Minister of State for Local Government
- Incumbent
- Assumed office May 2026
- Appointed by: Yoweri Museveni
- Preceded by: Victoria Rusoke Businge

Woman Member of Parliament, Masaka City
- In office 2026-2031

Personal details
- Born: April 17, 1990 (age 36) Masaka
- Citizenship: Uganda
- Party: National Resistance Movement
- Spouse: Kennedy Nsubuga
- Parents: Vincent Ssempijja (father); Jennifer Birabwa (mother);
- Education: Makerere University (BA.Laws)
- Alma mater: Makerere University, Kampala International University, Makerere University Business School
- Occupation: Television presenter, lawyer, politician

= Justine Nameere =

Ugandan lawyer, presenter and politician

Justine Nameere (born 17 April 1990) is a Ugandan television host, lawyer, and politician who serves as the Minister of State for Local Government in the Uganda Cabinet. She was appointed to that position on 26 May 2026, replacing Victoria Rusoke Businge.She is the elected woman member of parliament for Masaka City under the National Resistance Movement.

== Early life and education ==
Nameere, who hails from Masaka, is the daughter of former minister of Defence and Veteran affairs Vincent Ssempijja, born on 17 April 1990. Her mother Jennifer Birabwa died when Nameere was 12 years old.

She completed her primary education at Namugongo Boarding and continued to King's College Budo, where she was a member of the drama club and school band.
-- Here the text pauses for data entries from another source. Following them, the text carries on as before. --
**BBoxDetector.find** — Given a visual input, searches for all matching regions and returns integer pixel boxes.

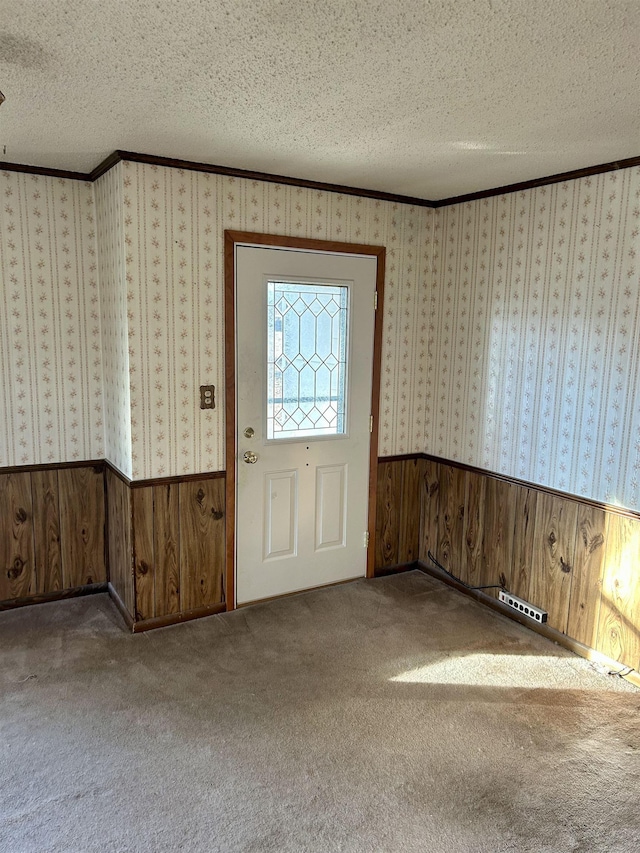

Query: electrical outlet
[200,385,216,409]
[498,589,547,625]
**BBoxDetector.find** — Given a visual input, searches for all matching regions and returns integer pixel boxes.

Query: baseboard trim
[414,560,640,688]
[0,583,107,612]
[373,560,421,578]
[107,581,133,633]
[132,602,227,634]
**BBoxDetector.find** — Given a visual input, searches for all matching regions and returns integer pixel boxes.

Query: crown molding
[0,151,640,208]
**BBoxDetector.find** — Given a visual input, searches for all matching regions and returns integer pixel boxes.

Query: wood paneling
[529,494,578,633]
[398,459,423,563]
[460,471,487,586]
[131,487,156,620]
[0,473,36,601]
[105,468,134,618]
[567,504,607,648]
[477,477,517,596]
[435,465,465,577]
[509,486,538,601]
[58,468,107,588]
[153,481,179,617]
[376,461,404,569]
[420,459,440,563]
[180,480,224,610]
[597,513,640,670]
[31,470,64,594]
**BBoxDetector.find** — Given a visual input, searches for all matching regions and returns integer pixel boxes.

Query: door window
[267,281,349,440]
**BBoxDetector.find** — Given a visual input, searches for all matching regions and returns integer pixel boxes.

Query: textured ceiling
[0,0,640,199]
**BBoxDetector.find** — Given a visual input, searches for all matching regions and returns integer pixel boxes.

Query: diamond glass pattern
[267,281,349,439]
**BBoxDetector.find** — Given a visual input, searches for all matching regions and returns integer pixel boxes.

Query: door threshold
[236,574,366,610]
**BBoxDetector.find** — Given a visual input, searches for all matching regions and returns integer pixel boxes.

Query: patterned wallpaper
[0,171,104,466]
[95,163,132,477]
[0,155,640,509]
[123,163,435,479]
[425,168,640,509]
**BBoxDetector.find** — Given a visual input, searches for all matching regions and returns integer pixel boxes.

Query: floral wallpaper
[0,171,104,466]
[425,168,640,509]
[123,162,435,479]
[0,155,640,509]
[95,163,132,477]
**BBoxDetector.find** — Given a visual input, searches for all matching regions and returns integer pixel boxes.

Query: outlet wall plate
[498,589,547,625]
[200,385,216,409]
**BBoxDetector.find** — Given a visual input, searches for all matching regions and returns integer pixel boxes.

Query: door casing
[224,230,386,610]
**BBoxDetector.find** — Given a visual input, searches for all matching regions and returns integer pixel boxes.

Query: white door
[235,245,377,604]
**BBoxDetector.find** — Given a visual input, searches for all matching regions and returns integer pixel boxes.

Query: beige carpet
[0,572,640,853]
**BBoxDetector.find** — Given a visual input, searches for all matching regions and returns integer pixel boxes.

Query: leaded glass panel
[267,281,349,439]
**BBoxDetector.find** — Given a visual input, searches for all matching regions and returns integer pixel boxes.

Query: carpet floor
[0,571,640,853]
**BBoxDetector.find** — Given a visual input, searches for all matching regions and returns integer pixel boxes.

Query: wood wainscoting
[376,454,640,670]
[5,454,640,670]
[0,461,107,610]
[106,464,226,633]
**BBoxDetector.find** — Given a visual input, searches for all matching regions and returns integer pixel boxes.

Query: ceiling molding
[0,160,91,181]
[111,151,435,207]
[0,151,640,208]
[432,157,640,207]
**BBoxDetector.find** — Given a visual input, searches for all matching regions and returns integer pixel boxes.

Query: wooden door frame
[224,230,386,610]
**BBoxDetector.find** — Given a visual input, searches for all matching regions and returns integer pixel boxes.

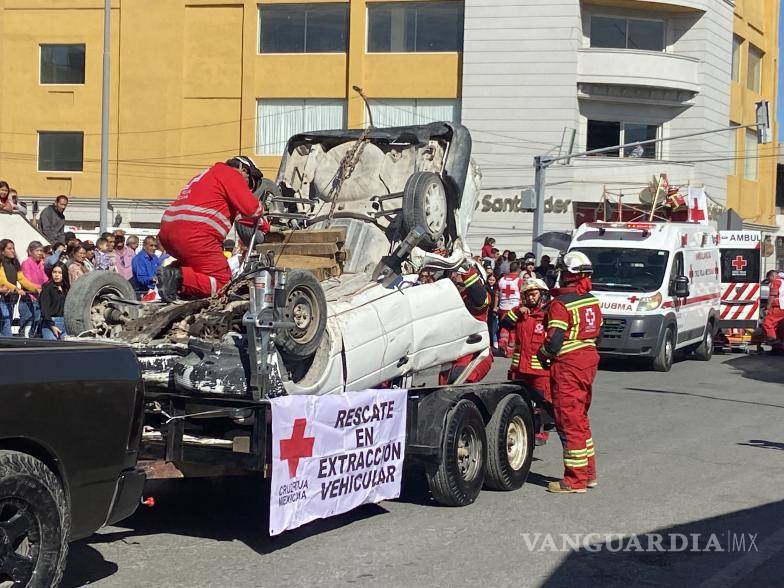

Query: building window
[256,98,346,155]
[591,16,665,51]
[585,120,659,159]
[41,44,85,84]
[367,0,463,53]
[38,131,84,171]
[743,129,759,181]
[727,122,739,176]
[746,43,765,94]
[370,98,460,127]
[259,2,349,53]
[732,35,743,82]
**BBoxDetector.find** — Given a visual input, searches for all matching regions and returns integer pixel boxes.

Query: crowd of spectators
[0,194,169,339]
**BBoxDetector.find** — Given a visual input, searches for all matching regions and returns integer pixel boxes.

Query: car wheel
[0,451,71,588]
[403,172,449,247]
[485,394,534,490]
[64,271,136,337]
[652,327,675,372]
[275,270,327,360]
[427,400,487,506]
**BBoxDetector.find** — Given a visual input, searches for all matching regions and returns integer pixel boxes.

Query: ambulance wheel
[427,400,487,506]
[63,271,136,337]
[652,327,675,372]
[403,172,449,248]
[485,394,534,491]
[275,270,327,360]
[692,321,713,361]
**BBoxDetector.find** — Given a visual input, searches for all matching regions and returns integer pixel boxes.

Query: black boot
[156,265,182,302]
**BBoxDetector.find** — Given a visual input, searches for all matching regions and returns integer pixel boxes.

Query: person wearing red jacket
[539,251,602,494]
[439,267,493,386]
[157,155,269,302]
[762,270,784,342]
[504,278,552,445]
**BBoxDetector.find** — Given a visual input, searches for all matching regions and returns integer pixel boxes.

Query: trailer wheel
[427,400,487,506]
[485,394,534,491]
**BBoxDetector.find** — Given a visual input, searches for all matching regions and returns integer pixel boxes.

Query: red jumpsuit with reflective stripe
[540,287,602,489]
[158,163,264,298]
[762,276,784,339]
[438,268,493,386]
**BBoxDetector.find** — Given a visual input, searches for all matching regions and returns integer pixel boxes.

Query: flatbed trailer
[140,382,551,506]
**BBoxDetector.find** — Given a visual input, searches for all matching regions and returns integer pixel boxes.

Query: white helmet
[520,278,550,294]
[561,251,593,274]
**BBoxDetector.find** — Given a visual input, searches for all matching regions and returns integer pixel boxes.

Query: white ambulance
[719,231,762,329]
[569,222,721,372]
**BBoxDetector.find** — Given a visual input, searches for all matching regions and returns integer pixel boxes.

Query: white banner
[269,390,407,535]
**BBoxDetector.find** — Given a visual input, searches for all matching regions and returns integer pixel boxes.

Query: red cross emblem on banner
[732,255,749,272]
[280,419,316,478]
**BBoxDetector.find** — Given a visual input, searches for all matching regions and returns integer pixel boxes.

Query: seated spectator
[41,263,68,339]
[93,237,116,272]
[0,239,41,337]
[68,244,90,285]
[114,233,136,280]
[132,237,161,292]
[19,241,48,337]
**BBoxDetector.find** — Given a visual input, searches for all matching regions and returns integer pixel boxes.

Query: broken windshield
[573,247,669,292]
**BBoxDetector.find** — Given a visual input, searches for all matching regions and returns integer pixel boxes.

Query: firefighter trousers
[158,221,231,298]
[550,348,599,489]
[762,308,784,339]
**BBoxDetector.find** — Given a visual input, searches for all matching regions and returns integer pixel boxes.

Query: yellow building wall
[727,0,780,225]
[0,0,461,199]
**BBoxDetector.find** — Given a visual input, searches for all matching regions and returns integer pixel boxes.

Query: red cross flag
[686,187,708,225]
[269,390,407,535]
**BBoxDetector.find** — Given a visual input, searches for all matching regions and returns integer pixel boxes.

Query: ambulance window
[721,249,760,284]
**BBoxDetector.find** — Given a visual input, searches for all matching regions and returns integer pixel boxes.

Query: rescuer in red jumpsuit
[439,267,493,386]
[503,278,552,445]
[539,251,602,494]
[762,270,784,342]
[157,156,269,302]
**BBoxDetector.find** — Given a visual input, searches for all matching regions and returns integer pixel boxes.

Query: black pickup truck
[0,338,145,587]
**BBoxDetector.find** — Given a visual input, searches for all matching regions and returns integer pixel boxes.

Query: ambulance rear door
[719,231,762,329]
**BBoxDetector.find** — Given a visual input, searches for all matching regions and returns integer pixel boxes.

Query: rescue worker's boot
[156,265,182,302]
[547,480,586,494]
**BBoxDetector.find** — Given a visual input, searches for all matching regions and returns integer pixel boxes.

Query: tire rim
[506,415,528,471]
[425,182,446,234]
[0,498,41,586]
[284,286,321,343]
[457,425,482,482]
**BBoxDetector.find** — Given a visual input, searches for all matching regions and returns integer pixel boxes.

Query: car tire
[692,320,714,361]
[427,400,487,506]
[651,326,675,372]
[403,172,449,248]
[0,451,71,588]
[485,394,534,491]
[275,270,327,360]
[64,271,136,336]
[236,178,282,247]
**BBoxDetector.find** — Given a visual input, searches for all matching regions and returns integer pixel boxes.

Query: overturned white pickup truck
[65,123,489,399]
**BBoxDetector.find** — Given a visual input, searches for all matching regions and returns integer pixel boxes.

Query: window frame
[35,130,84,174]
[38,43,87,86]
[256,1,351,55]
[364,0,465,55]
[588,12,668,53]
[585,117,664,161]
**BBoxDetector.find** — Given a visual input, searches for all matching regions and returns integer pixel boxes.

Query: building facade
[0,0,463,226]
[462,0,778,251]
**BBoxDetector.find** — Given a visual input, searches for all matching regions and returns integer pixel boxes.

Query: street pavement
[62,354,784,587]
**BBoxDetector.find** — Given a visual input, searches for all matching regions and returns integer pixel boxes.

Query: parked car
[0,338,145,588]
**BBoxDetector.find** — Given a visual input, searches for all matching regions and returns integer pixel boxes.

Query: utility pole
[532,107,771,259]
[99,0,112,232]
She graduated with a first-class honours in a diploma in law from the Law Development Centre. She has a certificate in Business Administration from Makerere University Business School, and a certificate in Counselling and guidance from Kampala International University. She also undertook a bachelor's degree in Law from Makerere University.

== Career ==
Nameere began her media career at NTV Uganda, hosting the show Life Stories, which premiered on March 26, 2012. The programme, featuring interviews with individuals sharing unique and emotional experiences, won Television Programme of the Year at the 2012 Edutainment Africa Awards. She later moved to Urban TV, where she presented the Sunday evening show Life and People. Less than a year later, Nameere transitioned to Bukedde TV, a Luganda-language station, co-hosting the program Minibuzz with Dickson Zzizinga for about three months. She resigned because she was pregnant and her health was not good. In 2018, she joined Salt TV as host of Omunnyo Ku Makya, but was suspended within a month for alleged indiscipline towards her employers.

She started an NGO in 2012, called Voice of the Pearl Foundation, which attended to people with severe health problems. She worked as a court clerk at Lukaya Magistrate Court in Masaka in 2011. She was a radio presenter with Best FM in Masaka, hosting the youth show on positive living in 2009.

She entered politics in 2015, taking part in the National Resistance Movement (NRM) primaries and winning the position of vice chairperson of the NRM Youth League in Kalungu District. She announced her intention to run for Youth Member of Parliament for the Central Region for the 2016–2021 term, but withdrew from the race for undisclosed reasons. Subsequently, she contested the MP seat for Bukoto East constituency but was defeated by Florence Namayanja.

In the 2026 general elections, Nameere was declared the Masaka City Woman MP-elect after a contentious vote recount presided over by Chief Magistrate Abert Asiimwe, which overturned the earlier declaration of Rose Nalubowa of the opposition National Unity Platform as the winner by the electoral commission.

== Arrest and detention ==
In May 2026, shortly after being sworn in as the Woman Member of Parliament for Masaka City, Nameere was arrested by security personnel amid tensions surrounding the anticipated election of the Speaker of the 12th Parliament of Uganda and reported disagreements linked to political support for Anita Among Uganda's former speaker of Parliament.

According to media reports, security operatives also conducted searches at her residence as part of investigations into alleged political mobilization activities related to the parliamentary speakership race. She was later released and subsequently publicly distanced herself from efforts associated with Anita Among’s reported speakership campaign.

== Personal life ==
Nameere is inspired by Rebecca Kadaga and Christiane Amanpour of CNN. She likes documentaries and emotional television shows.